The clear intendment of Congress as expressed both in the 1921 and prior acts and in 1924 and subsequent acts, was to tax to the operator of a public utility, under the conditions specified, only the income accruing to and derived by such person, and it was merely the method of levying, assessing and collecting the tax which was changed by the 1924 enactment. That change was made for the purpose of insuring relief to the state or political subdivision from any burden of taxation, and likewise to insure that the person operating the public utility would not receive any benefit of exemption from tax in that connection.
Petitioner can not successfully argue, and as we understand does not in fact contend, that it should not bear the burden of the tax upon the income accruing to and actually received by it. This it has not yet done in respect of the years before us.

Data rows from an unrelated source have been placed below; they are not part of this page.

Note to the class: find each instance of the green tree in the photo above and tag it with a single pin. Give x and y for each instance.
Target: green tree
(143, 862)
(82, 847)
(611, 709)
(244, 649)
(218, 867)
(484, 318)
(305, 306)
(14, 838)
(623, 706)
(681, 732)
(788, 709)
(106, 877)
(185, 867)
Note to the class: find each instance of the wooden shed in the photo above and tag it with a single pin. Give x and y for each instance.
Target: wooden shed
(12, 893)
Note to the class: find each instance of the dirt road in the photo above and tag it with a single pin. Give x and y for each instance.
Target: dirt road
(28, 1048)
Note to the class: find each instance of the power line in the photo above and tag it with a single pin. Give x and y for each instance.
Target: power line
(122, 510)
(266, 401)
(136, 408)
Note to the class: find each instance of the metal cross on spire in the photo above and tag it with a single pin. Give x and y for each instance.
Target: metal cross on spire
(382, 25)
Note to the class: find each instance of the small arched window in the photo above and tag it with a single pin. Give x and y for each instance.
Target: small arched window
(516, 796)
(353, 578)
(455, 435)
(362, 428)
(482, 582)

On the other hand, if petitioner be now required to pay the deficiencies asserted by respondent, it is plain, of course, that it will then have paid more than the amount of tax due on its own income, but this result flows from the failure of petitioner to pay the tax, as required of it by the statute, at the time of filing its returns, and it has no legal cause of complaint against the Government. Its remedy lies in making proper adjustment of its accounts with the city. If and when the requirements of the statute have been fully complied with, and when proper adjustments have been made between the petitioner and the city in accordance with the terms of their contract, the net result will be that petitioner will have borne only the tax due upon its own income, and the city will have had refunded to it the tax assessed against and paid out of its funds by petitioner. We must, therefore, approve the deficiencies determined by respondent.
Reviewed by the Board.
Judgment will be entered for the respondent.